Jakarta, Owntalk.co.id – Sejak November 2023, aksi boikot terhadap produk-produk Israel atau perusahaan yang memiliki afiliasi dengan negara tersebut semakin menggema di seluruh dunia.
Gerakan ini tak hanya marak di negara-negara Barat dan Timur Tengah, tetapi juga mendapat sambutan hangat di Indonesia. Namun, meski seruan boikot ini semakin nyaring terdengar, data terbaru dari Badan Pusat Statistik (BPS) justru menunjukkan peningkatan signifikan dalam impor Indonesia dari Israel.

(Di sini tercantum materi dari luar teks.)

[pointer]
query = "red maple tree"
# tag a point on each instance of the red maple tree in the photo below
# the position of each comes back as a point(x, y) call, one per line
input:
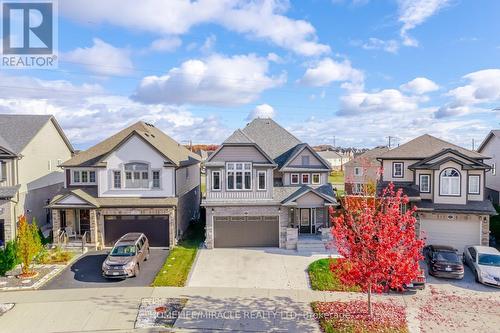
point(376, 236)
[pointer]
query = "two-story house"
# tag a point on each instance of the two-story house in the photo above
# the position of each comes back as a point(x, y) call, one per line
point(446, 183)
point(265, 188)
point(138, 180)
point(31, 149)
point(491, 147)
point(361, 174)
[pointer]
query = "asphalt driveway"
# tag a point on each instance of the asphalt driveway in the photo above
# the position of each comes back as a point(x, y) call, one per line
point(269, 268)
point(86, 272)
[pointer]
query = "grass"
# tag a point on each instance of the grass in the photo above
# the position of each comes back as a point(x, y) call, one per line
point(178, 264)
point(322, 278)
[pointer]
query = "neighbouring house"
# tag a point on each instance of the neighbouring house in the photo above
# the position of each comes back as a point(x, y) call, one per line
point(491, 147)
point(138, 180)
point(332, 157)
point(362, 171)
point(446, 183)
point(265, 188)
point(31, 149)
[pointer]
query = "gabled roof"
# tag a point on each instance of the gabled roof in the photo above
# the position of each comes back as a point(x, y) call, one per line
point(174, 152)
point(425, 146)
point(17, 130)
point(488, 138)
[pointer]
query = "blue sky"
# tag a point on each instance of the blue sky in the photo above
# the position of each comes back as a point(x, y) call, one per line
point(356, 70)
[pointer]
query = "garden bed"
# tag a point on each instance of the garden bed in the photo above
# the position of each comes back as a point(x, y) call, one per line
point(353, 317)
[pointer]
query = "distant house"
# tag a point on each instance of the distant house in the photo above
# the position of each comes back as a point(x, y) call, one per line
point(363, 170)
point(491, 147)
point(32, 147)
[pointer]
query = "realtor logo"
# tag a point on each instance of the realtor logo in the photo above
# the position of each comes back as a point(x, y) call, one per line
point(28, 34)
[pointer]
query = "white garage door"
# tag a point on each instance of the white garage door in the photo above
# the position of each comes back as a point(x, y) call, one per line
point(456, 233)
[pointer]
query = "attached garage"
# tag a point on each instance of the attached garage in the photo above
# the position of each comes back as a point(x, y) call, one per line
point(246, 231)
point(454, 232)
point(155, 227)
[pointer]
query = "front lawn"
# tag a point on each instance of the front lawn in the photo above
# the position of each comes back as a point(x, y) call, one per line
point(322, 278)
point(353, 317)
point(178, 264)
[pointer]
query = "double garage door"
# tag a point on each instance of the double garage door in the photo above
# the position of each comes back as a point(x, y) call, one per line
point(155, 227)
point(246, 231)
point(456, 233)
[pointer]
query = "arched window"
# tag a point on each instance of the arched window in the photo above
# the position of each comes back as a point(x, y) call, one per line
point(450, 182)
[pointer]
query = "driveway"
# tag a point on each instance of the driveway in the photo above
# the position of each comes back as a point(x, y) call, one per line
point(86, 272)
point(268, 268)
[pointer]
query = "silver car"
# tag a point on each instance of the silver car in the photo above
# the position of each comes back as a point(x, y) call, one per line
point(126, 256)
point(484, 262)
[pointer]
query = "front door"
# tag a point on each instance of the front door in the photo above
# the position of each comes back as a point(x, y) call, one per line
point(305, 220)
point(84, 221)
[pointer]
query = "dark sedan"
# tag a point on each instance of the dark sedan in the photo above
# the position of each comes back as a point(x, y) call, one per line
point(444, 261)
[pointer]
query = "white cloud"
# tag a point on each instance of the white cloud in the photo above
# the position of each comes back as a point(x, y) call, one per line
point(415, 12)
point(216, 80)
point(328, 70)
point(420, 86)
point(263, 20)
point(483, 88)
point(166, 44)
point(262, 111)
point(101, 58)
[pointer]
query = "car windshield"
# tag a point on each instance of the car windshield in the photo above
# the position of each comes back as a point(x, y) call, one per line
point(123, 251)
point(489, 259)
point(446, 256)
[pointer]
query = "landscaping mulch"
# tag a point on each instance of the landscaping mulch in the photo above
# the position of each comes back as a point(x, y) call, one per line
point(159, 312)
point(353, 317)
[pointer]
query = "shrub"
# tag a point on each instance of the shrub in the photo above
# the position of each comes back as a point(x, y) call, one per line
point(8, 257)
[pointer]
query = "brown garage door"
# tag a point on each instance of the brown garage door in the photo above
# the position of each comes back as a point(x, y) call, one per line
point(155, 227)
point(246, 231)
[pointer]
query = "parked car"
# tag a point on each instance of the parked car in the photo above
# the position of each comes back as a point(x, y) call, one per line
point(126, 256)
point(444, 261)
point(484, 262)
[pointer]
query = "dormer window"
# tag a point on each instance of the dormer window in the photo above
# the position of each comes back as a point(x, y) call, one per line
point(450, 182)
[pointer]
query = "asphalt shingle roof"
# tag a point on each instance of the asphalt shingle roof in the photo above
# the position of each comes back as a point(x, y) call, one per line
point(425, 146)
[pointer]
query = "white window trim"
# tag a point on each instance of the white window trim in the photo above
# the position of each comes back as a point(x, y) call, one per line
point(478, 184)
point(265, 180)
point(428, 183)
point(212, 181)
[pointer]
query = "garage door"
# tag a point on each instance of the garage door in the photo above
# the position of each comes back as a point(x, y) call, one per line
point(155, 227)
point(456, 233)
point(246, 231)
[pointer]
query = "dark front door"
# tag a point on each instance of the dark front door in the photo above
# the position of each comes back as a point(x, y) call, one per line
point(305, 220)
point(155, 227)
point(84, 220)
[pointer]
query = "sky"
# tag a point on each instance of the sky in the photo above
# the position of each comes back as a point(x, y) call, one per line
point(353, 72)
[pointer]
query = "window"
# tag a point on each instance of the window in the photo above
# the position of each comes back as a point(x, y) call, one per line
point(156, 179)
point(261, 180)
point(425, 183)
point(239, 176)
point(216, 180)
point(474, 182)
point(136, 175)
point(117, 179)
point(397, 170)
point(450, 182)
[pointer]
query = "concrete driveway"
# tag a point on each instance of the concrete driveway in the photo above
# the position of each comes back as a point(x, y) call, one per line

Berdasarkan data BPS, impor Indonesia dari Israel secara kumulatif pada periode Januari hingga Juli 2024 mencapai USD 39,99 juta atau setara dengan Rp 627,99 miliar (asumsi kurs Rp 15.703 per dolar AS).
Angka ini menunjukkan lonjakan tajam jika dibandingkan dengan periode yang sama tahun sebelumnya, di mana impor dari Israel hanya mencapai USD 12,08 juta atau sekitar Rp 189,7 miliar. Peningkatan ini terjadi di tengah meningkatnya seruan boikot produk-produk Israel di berbagai kalangan.
Plt. Kepala BPS, Amalia Adininggar Widyasanti, dalam konferensi pers yang digelar di Kantor Pusat BPS pada Kamis (16/8), menjelaskan bahwa impor terbesar Indonesia dari Israel terdiri dari produk mesin dan peralatan mekanis (HS 84), perkakas dan peralatan dari logam tidak mulia (HS 82), serta mesin elektrik dan perlengkapannya (HS 85).
Produk-produk ini merupakan kebutuhan industri yang mungkin sulit dihindari, meskipun seruan boikot terus menggema.
“Namun demikian, perlu saya catat bahwa impor dari Israel ini sangat kecil jika dibandingkan dengan total impor Indonesia secara keseluruhan,” ujar Amalia, mencoba meredam kekhawatiran akan dampak besar dari peningkatan ini.
Lebih lanjut, data BPS menunjukkan nilai impor Indonesia dari Israel pada Juli 2023 tercatat sebesar USD 1,7 juta. Nilai ini mengalami peningkatan pada Juni 2024 menjadi USD 2,7 juta, sebelum sedikit turun menjadi USD 2,02 juta pada Juli 2024.
Meskipun demikian, tren peningkatan impor ini tetap menjadi perhatian, terutama di tengah situasi geopolitik yang kian memanas.
Di sisi lain, Indonesia juga tercatat masih melakukan ekspor ke Israel. Pada Juli 2024, nilai ekspor Indonesia ke Israel mencapai USD 16,24 juta, naik sedikit dibandingkan bulan sebelumnya yang sebesar USD 15,95 juta.
Komoditas ekspor terbesar Indonesia ke Israel meliputi lemak dan minyak hewan nabati (HS 15), beberapa produk kimia (HS 38), dan alas kaki (HS 64).
Amalia menambahkan bahwa meskipun ada peningkatan, ekspor Indonesia ke Israel hanya mengalami kenaikan tipis secara bulanan. Ini menunjukkan bahwa meskipun ada upaya boikot dan berbagai tekanan internasional, hubungan dagang antara kedua negara masih terus berlangsung, meskipun dalam skala yang relatif kecil.
Dalam konteks yang lebih luas, data ini menunjukkan kompleksitas hubungan ekonomi dan perdagangan internasional, di mana seruan boikot dan tekanan politik sering kali berhadapan dengan kebutuhan ekonomi dan industri yang tidak dapat dihindari.
Meski gerakan boikot Israel semakin meluas, Indonesia tampaknya masih mempertahankan hubungan dagang dengan negara tersebut, baik dari sisi impor maupun ekspor.
Ke depan, akan menarik untuk melihat bagaimana dinamika ini berkembang, terutama jika tekanan internasional semakin kuat dan lebih banyak negara serta perusahaan bergabung dalam gerakan boikot.
Namun, untuk saat ini, data menunjukkan bahwa meskipun ada upaya boikot, perdagangan antara Indonesia dan Israel masih berjalan, meski dalam skala yang lebih kecil dibandingkan dengan perdagangan Indonesia dengan negara-negara lain.
Situasi ini juga menyoroti pentingnya keseimbangan antara prinsip moral dan kebutuhan ekonomi, sebuah tantangan yang sering dihadapi oleh banyak negara dalam era globalisasi ini.